Wires

New England power and natgas prices spike during cold snap

Scott DiSavino

Dec 19 (Reuters) - Natural gas and power prices in New England spiked to their highest since last winter as a cold snap froze the six-state region.

Temperatures in Boston, New England's biggest city, were expected to reach a high of just 25 degrees Fahrenheit (-4 Celsius) on Thursday and 30 on Friday before rising to near normal levels in the low 40s over the weekend, according to forecasts from AccuWeather.

The normal high in Boston at this time of year is 40 degrees.

Next-day gas <NG-CG-BS-SNL> prices for Thursday jumped almost 25% to $14.50 per million British thermal units (mmBtu), their highest since January, for a second day in a row.

That compared with an average of $3.16 per mmBtu so far in 2019, $4.85 in 2018 and a five-year (2014-2018) average of $4.90.

Since most power generated in New England uses gas for fuel, that gas price spike caused daily power <EL-PK-NPMS-SNL> costs to soar over 60% for a second day in a row to $123.50 per megawatt hour (MWh), their highest since November 2018.

That compares with an average of $34.24 per MWh so far in 2019, $42.97 in 2018 and a five-year (2014-2018) average of $49.21.

On the coldest days in New York and New England, gas and power prices usually spike as homes and businesses use most of the gas available on the region's few pipelines, which become constrained, forcing some electric generators to burn what is usually more expensive oil.

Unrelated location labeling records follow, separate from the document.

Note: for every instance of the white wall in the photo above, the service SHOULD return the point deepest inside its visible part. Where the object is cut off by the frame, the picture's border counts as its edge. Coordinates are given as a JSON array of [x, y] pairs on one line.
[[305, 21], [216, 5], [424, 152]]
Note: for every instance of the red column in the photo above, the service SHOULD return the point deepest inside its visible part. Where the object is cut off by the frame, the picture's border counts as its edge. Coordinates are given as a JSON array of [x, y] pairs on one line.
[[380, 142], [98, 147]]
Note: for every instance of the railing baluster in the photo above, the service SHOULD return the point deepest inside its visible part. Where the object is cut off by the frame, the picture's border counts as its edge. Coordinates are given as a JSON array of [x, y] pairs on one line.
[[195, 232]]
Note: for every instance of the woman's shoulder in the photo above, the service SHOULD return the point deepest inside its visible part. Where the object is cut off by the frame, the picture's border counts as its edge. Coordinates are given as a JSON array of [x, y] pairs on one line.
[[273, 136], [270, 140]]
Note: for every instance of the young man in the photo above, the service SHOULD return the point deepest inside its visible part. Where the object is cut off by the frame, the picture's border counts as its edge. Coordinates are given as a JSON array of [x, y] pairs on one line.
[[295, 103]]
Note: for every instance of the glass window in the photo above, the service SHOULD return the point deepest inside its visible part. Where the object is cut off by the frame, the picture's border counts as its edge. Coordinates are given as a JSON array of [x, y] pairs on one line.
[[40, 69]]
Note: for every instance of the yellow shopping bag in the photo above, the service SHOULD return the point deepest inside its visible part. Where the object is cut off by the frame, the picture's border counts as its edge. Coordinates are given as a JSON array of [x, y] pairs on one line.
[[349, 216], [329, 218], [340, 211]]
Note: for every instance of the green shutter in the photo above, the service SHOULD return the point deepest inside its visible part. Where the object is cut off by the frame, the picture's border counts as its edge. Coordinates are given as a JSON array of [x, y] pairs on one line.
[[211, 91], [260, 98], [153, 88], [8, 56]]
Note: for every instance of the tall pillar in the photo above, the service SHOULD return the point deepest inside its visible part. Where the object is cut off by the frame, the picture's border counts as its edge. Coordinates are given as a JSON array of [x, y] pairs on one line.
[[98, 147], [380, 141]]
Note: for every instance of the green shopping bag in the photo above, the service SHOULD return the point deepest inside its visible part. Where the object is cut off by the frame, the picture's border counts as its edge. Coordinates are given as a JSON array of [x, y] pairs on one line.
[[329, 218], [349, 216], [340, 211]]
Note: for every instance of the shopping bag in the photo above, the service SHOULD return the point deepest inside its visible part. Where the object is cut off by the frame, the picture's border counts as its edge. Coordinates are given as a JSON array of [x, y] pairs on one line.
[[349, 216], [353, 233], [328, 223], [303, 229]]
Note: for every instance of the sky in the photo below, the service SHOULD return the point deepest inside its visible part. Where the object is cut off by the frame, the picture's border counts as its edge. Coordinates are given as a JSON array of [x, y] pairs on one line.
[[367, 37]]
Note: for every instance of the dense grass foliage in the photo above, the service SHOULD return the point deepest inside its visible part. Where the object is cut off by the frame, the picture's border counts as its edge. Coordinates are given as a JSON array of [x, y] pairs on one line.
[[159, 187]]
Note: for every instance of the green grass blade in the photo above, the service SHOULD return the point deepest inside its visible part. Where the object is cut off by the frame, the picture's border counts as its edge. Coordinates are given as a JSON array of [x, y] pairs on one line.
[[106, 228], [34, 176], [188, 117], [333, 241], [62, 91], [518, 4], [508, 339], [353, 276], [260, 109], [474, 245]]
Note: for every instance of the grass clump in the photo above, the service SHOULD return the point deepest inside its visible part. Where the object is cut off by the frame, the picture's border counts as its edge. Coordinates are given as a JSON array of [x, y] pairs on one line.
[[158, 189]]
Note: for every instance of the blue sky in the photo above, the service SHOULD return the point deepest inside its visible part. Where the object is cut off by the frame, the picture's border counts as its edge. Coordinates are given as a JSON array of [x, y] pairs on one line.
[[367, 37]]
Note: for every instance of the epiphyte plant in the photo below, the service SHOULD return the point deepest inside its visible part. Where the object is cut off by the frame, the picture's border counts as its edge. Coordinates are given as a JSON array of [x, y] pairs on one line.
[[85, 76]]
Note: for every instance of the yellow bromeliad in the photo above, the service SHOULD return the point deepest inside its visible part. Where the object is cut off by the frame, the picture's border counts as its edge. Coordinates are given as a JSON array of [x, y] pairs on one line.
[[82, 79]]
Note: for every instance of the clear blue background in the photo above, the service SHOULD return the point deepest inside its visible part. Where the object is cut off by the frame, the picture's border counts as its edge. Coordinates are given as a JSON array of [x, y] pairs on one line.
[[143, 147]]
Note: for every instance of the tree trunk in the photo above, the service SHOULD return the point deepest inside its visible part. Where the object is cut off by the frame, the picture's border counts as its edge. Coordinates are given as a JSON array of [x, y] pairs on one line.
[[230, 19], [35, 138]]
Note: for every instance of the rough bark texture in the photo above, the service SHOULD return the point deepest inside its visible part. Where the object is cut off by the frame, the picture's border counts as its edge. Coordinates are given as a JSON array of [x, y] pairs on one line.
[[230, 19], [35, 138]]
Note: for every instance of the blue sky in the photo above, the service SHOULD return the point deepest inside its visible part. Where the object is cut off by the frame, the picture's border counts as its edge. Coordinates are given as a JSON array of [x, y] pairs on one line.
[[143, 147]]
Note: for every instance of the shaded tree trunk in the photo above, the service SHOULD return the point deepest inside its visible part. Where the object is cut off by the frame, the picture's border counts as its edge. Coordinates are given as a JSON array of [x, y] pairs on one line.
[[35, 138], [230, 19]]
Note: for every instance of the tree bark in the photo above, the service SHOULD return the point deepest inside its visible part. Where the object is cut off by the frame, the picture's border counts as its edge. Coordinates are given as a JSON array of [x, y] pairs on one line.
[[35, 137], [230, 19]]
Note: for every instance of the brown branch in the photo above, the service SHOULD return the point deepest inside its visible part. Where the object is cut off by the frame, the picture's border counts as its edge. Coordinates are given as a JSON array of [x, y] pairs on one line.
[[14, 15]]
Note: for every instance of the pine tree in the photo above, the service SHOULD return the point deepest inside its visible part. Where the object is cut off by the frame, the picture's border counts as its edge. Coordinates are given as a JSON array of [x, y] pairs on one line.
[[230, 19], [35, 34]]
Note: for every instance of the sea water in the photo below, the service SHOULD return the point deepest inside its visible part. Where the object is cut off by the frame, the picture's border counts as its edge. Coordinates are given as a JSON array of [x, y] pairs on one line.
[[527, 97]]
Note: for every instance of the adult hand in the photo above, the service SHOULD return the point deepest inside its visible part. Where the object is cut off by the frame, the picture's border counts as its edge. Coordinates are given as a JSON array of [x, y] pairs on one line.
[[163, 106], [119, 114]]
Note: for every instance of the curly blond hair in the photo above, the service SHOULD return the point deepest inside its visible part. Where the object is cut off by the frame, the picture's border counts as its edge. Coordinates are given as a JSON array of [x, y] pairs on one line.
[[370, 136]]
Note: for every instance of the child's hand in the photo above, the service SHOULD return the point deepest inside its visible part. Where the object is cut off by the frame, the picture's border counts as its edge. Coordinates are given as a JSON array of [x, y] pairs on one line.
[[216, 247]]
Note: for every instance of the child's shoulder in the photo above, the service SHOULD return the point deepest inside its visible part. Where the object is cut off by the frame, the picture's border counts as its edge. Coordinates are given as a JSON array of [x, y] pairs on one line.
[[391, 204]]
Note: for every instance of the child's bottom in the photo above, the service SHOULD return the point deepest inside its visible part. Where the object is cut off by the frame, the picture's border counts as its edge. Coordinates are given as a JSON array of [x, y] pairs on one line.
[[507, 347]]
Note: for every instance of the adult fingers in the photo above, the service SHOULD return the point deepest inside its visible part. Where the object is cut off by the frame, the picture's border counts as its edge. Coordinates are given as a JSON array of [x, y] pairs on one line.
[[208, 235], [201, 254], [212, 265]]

Electric companies, however, were still mostly burning gas to generate power this morning.

The fuel mix was 60% gas, 20% renewable, 14% nuclear, 3% coal and just 2% oil, according to the latest report from ISO New England, which operates the region's power grid.

That compares with the region's fuel mix in calendar 2018 of 51% gas, 34% nuclear, 18% renewable, 2% oil and 1% coal, according to federal data.

Even with the rapid gas price increases, it was still a little more expensive for generators to burn oil in New England than gas - $14.96 per mmBtu for fuel oil <FO03-L-NYH> and $14.59 for heating oil (diesel) versus $14.50 for gas at the Algonquin Hub <NG-CG-BS-SNL>. (Reporting by Scott DiSavino; Editing by David Gregorio)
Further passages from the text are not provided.